Control of the aroma synthesis during wine fermentation process
Post-doctoral position in automatic control – 18 months - 2022-2023
Alcoholic fermentation is a crucial step in wine making. Generally performed in a batch reactor, it consists mainly of the bioconversion of sugar (from the grapes) into ethanol and CO2. It is the yeasts that carry out this conversion, from which they draw energy for their growth. They therefore play a central role, which explains the importance of studying them to control fermentation.
During the bioconversion of sugar to ethanol, other metabolites (glycerol, organic acids, aroma compounds, etc.) are also synthesized, some of which contribute to the aromatic profile of wine. Among them are esters - and higher alcohols to a lesser extent - which contribute to the fruity aroma of wines (Torrea et al. 2011). As foreign consumers are increasingly attracted to these aromas, there is a willingness of the French winemakers to implement strategies that increase the ester concentration of wines to maintain their export market share. More generally, the challenge is to control the synthesis of aromas during fermentation in order to obtain a target aromatic profile and thus produce personalized wines that meet the different tastes of consumers.
Until now, industrial practices have been essentially dictated by practical considerations of cellar management (Sablayrolles et al. 1996). The objective is generally to accelerate fermentation, i.e., to speed up the conversion of residual sugar, which is slower at the end of fermentation (when ethanol stress is maximal for the yeasts). To achieve this objective, two practices are commonly used: the addition of nitrogen at the beginning or during fermentation, and the anisothermal fermentation management, which generally consists of increasing the temperature at the end of the process.
Yet it has been shown that these practices also influence the final aroma content of the wine, and in different ways depending on the considered aroma (Mouret et al. 2014, Rollero et al. 2015).
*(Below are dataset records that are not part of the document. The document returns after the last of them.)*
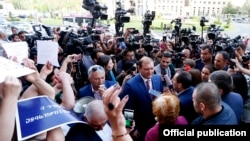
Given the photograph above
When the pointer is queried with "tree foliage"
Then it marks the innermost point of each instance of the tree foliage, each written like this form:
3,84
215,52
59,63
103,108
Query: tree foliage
246,7
229,9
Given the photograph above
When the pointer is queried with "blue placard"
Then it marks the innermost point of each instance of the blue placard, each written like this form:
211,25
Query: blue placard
40,114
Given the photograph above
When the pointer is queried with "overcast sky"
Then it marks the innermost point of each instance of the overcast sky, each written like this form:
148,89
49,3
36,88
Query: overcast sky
238,2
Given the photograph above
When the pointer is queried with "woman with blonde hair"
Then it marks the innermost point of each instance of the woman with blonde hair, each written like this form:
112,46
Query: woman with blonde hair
166,108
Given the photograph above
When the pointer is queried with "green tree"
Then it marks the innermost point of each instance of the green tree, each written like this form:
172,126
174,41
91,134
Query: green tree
229,9
246,7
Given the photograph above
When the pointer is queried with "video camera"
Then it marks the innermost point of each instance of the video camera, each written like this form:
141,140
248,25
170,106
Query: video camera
213,32
70,40
95,9
42,32
121,18
203,21
147,21
178,24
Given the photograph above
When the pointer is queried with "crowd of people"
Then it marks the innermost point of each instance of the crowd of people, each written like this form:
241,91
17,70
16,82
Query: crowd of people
203,89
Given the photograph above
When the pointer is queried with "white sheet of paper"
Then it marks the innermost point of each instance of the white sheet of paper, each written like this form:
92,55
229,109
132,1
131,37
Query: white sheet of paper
10,68
18,49
47,51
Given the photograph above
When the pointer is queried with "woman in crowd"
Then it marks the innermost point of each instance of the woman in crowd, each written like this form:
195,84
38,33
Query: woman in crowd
206,71
166,108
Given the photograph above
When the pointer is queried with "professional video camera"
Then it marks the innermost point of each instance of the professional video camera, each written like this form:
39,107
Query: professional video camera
148,41
176,32
178,24
228,45
213,32
202,24
42,32
147,21
70,40
203,21
121,18
95,9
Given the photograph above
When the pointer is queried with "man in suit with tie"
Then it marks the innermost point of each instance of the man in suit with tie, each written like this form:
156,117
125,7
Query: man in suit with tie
96,76
137,88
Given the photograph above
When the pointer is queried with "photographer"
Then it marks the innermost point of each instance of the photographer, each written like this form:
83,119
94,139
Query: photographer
165,69
240,51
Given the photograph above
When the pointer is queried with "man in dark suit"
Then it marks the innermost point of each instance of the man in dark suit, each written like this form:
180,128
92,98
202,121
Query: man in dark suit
137,88
96,76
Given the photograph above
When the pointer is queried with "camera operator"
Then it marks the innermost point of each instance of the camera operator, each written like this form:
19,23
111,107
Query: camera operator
127,54
240,52
166,69
221,60
206,56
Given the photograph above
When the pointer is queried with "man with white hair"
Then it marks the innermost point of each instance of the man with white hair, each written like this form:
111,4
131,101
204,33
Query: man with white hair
96,127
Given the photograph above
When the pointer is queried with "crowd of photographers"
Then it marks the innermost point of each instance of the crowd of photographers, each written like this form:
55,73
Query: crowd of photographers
98,64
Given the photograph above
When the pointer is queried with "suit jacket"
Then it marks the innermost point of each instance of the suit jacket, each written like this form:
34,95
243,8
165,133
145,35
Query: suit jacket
141,102
87,90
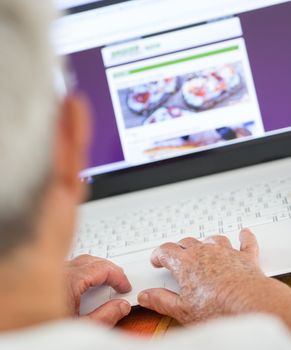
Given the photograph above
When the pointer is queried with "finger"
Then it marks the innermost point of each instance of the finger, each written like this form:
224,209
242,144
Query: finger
113,276
162,301
249,243
188,242
165,255
103,272
110,313
219,240
84,260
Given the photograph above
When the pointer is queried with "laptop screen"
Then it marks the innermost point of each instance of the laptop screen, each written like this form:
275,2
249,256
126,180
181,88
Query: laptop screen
171,77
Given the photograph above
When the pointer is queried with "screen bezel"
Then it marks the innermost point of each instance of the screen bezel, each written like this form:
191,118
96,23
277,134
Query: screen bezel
186,167
192,166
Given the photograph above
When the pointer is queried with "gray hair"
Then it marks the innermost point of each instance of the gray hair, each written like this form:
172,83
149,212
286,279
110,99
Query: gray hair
28,109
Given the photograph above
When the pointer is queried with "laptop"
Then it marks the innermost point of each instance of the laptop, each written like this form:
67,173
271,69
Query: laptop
192,128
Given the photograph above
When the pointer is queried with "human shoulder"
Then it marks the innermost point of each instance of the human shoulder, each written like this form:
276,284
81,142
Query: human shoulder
250,332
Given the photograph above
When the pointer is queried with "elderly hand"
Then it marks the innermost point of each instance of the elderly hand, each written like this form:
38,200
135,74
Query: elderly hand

By modifying the amount of nitrogen added, the timing of the addition, and the anisothermal temperature profile, we can therefore hope to be able to control aroma synthesis and reach a predefined aroma target.
This is the objective of the ANR project STARWINE (STrategies for the real-time control of ARoma production during WINE fermentation) in which this post-doctoral position is part.
The objective of the post-doctoral fellowship is to design a strategy for real-time control of the wine aroma profile based on a model composed of ordinary differential equations that is being developed in the STARWINE project.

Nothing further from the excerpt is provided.